The financial crisis hit Latin American markets anywhere from three to nine months after first striking in the U.S. It is only now that the need to consolidate in over-supplied sectors in Latin America is becoming evident. The first industries to feel the pain of falling demand are the region’s burgeoning commodity exporters. Junior mining companies in Peru and metal manufacturers in Argentina and Chile all share in common a rapid fall from grace as prices collapsed and their debt servicing costs skyrocketed thanks to scarce corporate credit. Cut off from capital markets, junior mining companies are busy flogging their new exploration properties in South America to the handful of cash-rich mining majors. But there are too many junior mining companies looking for too few majors, leaving many stranded and ready to sell to financial investors at discounted prices.

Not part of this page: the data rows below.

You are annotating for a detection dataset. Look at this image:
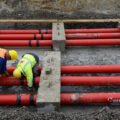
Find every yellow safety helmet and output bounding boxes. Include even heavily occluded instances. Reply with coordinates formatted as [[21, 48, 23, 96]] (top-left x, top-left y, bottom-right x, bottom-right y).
[[9, 50, 18, 61], [13, 68, 21, 78]]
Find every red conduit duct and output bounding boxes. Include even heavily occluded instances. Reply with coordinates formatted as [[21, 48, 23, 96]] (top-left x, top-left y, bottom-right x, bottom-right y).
[[0, 33, 120, 40], [0, 39, 120, 47], [7, 65, 120, 74], [61, 65, 120, 74], [66, 33, 120, 39], [61, 93, 120, 104], [0, 77, 40, 86], [0, 28, 120, 34], [7, 66, 42, 74], [0, 76, 120, 86], [0, 94, 37, 105], [0, 93, 120, 105], [0, 40, 52, 47], [0, 34, 52, 40]]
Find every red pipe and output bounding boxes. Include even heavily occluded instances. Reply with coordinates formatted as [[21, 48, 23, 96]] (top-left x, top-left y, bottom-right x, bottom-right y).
[[0, 34, 52, 40], [0, 93, 120, 105], [0, 94, 37, 105], [7, 66, 42, 74], [66, 33, 120, 39], [0, 77, 40, 86], [65, 28, 120, 33], [0, 29, 52, 34], [0, 39, 120, 47], [0, 28, 120, 34], [0, 76, 120, 86], [0, 33, 120, 40], [61, 76, 120, 86], [7, 65, 120, 74], [61, 65, 120, 74], [66, 39, 120, 46], [61, 93, 120, 104], [0, 40, 52, 47]]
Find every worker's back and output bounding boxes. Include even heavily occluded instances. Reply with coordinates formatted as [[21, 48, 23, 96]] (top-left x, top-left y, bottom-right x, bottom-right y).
[[17, 54, 36, 73]]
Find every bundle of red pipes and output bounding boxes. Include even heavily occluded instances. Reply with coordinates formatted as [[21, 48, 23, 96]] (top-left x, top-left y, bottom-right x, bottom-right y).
[[0, 65, 120, 105], [0, 28, 120, 47], [0, 93, 120, 105]]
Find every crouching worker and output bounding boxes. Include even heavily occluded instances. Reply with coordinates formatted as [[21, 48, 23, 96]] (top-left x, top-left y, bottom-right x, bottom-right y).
[[0, 48, 18, 77], [13, 53, 39, 90]]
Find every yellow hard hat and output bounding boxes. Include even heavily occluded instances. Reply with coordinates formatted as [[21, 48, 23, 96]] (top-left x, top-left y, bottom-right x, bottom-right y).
[[13, 68, 21, 78], [9, 50, 18, 61]]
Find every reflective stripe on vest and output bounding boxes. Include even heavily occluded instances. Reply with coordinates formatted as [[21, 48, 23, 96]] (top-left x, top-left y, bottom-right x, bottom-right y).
[[0, 48, 7, 59], [28, 81, 33, 87], [22, 57, 32, 71]]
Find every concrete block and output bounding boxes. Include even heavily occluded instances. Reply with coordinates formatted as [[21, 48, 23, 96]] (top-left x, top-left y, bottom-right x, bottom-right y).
[[52, 23, 66, 52], [117, 22, 120, 28], [37, 51, 61, 109]]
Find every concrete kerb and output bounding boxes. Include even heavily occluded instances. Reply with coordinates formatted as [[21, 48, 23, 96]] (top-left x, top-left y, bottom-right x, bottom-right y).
[[36, 51, 61, 111], [52, 23, 66, 52]]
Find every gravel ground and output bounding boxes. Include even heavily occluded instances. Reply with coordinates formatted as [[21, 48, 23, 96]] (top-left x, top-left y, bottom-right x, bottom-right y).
[[0, 16, 120, 120]]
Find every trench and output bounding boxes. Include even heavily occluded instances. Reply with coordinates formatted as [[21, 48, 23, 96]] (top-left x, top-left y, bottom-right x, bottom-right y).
[[0, 23, 120, 120]]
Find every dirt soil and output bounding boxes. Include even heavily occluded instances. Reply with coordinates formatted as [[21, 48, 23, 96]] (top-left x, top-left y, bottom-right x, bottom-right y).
[[0, 14, 120, 120]]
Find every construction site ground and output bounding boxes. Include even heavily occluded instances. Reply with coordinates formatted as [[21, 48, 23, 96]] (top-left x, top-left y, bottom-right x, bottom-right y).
[[0, 12, 120, 120]]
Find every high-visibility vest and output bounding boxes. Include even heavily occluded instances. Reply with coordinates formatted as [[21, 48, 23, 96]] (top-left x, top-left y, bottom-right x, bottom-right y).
[[0, 48, 7, 59], [17, 54, 37, 87]]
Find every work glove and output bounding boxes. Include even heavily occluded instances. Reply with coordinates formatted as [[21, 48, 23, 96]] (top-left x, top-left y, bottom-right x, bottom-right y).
[[27, 86, 33, 92]]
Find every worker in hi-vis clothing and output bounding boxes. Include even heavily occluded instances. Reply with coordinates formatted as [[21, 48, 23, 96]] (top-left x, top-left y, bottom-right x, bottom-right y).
[[13, 53, 39, 90], [0, 48, 18, 77]]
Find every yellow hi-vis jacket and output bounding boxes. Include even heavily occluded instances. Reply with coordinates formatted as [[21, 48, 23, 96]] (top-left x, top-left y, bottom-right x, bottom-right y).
[[17, 54, 37, 87]]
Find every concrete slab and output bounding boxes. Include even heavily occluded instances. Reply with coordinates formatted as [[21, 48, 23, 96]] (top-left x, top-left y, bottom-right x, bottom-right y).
[[37, 51, 61, 109], [52, 23, 66, 52], [117, 22, 120, 28]]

In Mexico, auto parts exporters have watched their U.S. customer demand collapse as two of three U.S. major car companies faced bankruptcy. The top 10 Mexican auto parts product category exports are anticipated to drop 50% from $53 billion in 2008 to $26 billion in 2009. The capital intensive industry cannot survive intact under the scenario of losing half of its revenue. During the last few years, many of Mexico’s auto parts exporters were able to borrow in dollars at historically competitive rates, assured of demand in the U.S. Now, with a devalued currency and rising corporate debt pricing, the Mexican auto parts sector is under attack from the revenue and cost sides of the ledger.

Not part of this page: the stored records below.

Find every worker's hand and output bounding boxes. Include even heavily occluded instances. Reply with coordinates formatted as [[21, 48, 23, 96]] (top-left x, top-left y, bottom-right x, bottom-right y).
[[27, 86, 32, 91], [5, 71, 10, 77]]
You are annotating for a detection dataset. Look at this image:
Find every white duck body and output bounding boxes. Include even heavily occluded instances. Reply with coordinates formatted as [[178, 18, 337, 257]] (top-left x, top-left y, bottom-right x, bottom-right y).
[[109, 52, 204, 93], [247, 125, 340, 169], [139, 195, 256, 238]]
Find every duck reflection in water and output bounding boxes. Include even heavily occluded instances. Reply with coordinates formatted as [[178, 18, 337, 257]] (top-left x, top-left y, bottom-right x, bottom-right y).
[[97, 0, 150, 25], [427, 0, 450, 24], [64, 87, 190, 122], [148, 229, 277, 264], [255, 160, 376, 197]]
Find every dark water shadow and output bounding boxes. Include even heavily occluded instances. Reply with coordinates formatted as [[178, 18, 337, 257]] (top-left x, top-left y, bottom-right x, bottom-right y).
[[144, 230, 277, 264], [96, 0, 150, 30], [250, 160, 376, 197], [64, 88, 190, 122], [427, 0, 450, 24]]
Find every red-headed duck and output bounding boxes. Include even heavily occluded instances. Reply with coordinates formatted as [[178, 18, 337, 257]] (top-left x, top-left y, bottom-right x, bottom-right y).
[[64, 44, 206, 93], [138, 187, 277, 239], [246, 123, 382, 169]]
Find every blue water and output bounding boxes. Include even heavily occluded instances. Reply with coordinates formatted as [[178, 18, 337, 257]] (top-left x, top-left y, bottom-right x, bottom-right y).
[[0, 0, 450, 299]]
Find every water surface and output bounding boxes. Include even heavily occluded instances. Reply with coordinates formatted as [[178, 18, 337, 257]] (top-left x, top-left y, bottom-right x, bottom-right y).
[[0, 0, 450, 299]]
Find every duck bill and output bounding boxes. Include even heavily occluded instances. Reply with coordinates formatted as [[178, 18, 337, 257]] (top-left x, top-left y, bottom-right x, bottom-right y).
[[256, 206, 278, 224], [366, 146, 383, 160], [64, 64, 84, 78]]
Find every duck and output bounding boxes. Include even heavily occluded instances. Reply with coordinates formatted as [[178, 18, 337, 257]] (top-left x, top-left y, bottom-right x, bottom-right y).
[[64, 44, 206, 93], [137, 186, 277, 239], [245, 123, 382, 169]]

Across Latin America, trade with the U.S. will decline close to 40% in value and an estimated 10%-15% in volume. That will place enormous pressure on international cargo players, particularly air cargo in and out of South America, as well as cross-border trucking between the U.S. and Mexico. Latin American players in the space grew market share over the last six years, their expansion fuelled by access to cheap debt. They face the same margin squeeze as auto parts exporters with falling demand, weakened prices and growing finance costs.

After retreating multinationals and exporters under siege, the third source of distressed assets evolving from this crisis will be capital intensive service sector providers that took on too much debt too quickly in their effort to grow over the last six years. Retailing, consumer credit, construction, and tourism are all sectors that enjoyed spectacular growth and intra-regional investment in recent years.

Consumer credit grew by an average of over 20% per year between 2000 and 2007 (see Birth of a New Banking Model, Kroll Tendencias, April 2007). Construction grew on the heels of government spending while fiscal budgets in most countries expanded at 10%+ per year over the last five years. Latin American retailers like Pao de Açucar, Falabella and Soriana all fought back against the wave of foreign retailer investment and staked their claims, particularly in middle markets. Latin American hoteliers grew in multiple segments and now face falling demand from both international and domestic tourists. All of these industries were over built and face consolidation. The trigger point will be expiring debt contracts that force these over-leveraged players to shed non-core assets.

Due Diligence Is Key

All three areas of acquisition opportunity reward speed and boldness, the operational advantages of private equity and venture capital, as well as wealthy individuals in the region. The private equity sector raised record cash from 2006 to 2008 and is waiting patiently on the sidelines for the fire sale to commence. Strategic investors can join the party of buyers as well, but must take pre-emptive steps if they are to compete. They will need to line up funding from head office ahead of negotiations, much like a first time house buyer. Most importantly, strategic buyers need to identify targets with sufficient time to conduct reputational due diligence before engaging in negotiations, when financial and legal due diligence activities usually begin. In a time-compressed buying process, due diligence must be swift and pre-emptive.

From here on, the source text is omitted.